Personally, I will sit, hike, and trap as far forward as possible...up until I've started burying the bows and stopping my forward momentum (for me @ 170lbs means about 18+ winds). I am actually trapped out on the front corner of the wings when possible. This, in my opinion, lengthens the waterline and optimizes speed.

Keeping the bow depressed also helps you point higher - the added bow area supplements the rather inefficient centerboards.

Weight is kept as far forward as possible without punching the bows through waves or pitchpoling. In really light air, you will either be standing on the bow, holding on to the bridle to keep your balance, or lying down on the bow with one foot propped on the dolphin striker.

In lighter air and chop, travel out about 4" to keep the main from stalling. Watch your upper tell tales on the leech to keep from oversheeting.

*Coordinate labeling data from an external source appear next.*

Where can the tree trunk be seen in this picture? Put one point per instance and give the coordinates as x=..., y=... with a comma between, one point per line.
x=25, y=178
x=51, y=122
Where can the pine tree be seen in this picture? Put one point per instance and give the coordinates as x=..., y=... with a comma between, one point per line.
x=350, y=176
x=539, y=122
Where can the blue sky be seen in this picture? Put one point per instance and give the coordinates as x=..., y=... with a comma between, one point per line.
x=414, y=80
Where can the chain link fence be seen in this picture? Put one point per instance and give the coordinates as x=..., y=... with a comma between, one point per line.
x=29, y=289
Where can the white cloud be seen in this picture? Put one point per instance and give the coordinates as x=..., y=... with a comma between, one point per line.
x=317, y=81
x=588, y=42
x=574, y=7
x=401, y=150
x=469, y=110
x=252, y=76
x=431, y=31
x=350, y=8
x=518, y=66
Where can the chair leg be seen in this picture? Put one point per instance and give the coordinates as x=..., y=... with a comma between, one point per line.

Mast rotator - base position is pointed at the shroud going upwind. More rotation = depower. Don't reduce rotation much at all. Really doesn't power up that much. Loosen the rotator offwind - arm should be forward of the front beam. You need a positive mast rotation system in light to medium air.

Outhaul - set at about 4"-6" gap to the boom for most conditions (mainsheet / downhaul will flatten this out). Loose for downwind.

Mark both the outhaul and rotator lines so you can reset them quickly at the leeward mark.

Downhaul must be adjustable from the trap. Doublesided, led out to the wings.

The main does not like much twist at all. Keep the mainsheet tight and work the traveller. Be careful on an older boat with the "old style" small-wheeled traveller car - you'll trash it in a heartbeat by adjusting it under significant load. Keep a spare (or two) on the boat. Remove the endcap on the traveller track so you can switch them on the water. Use a knot in the traveller line to keep it from running out.

I'll give you the 15 minute coaching session when you get to Havasu.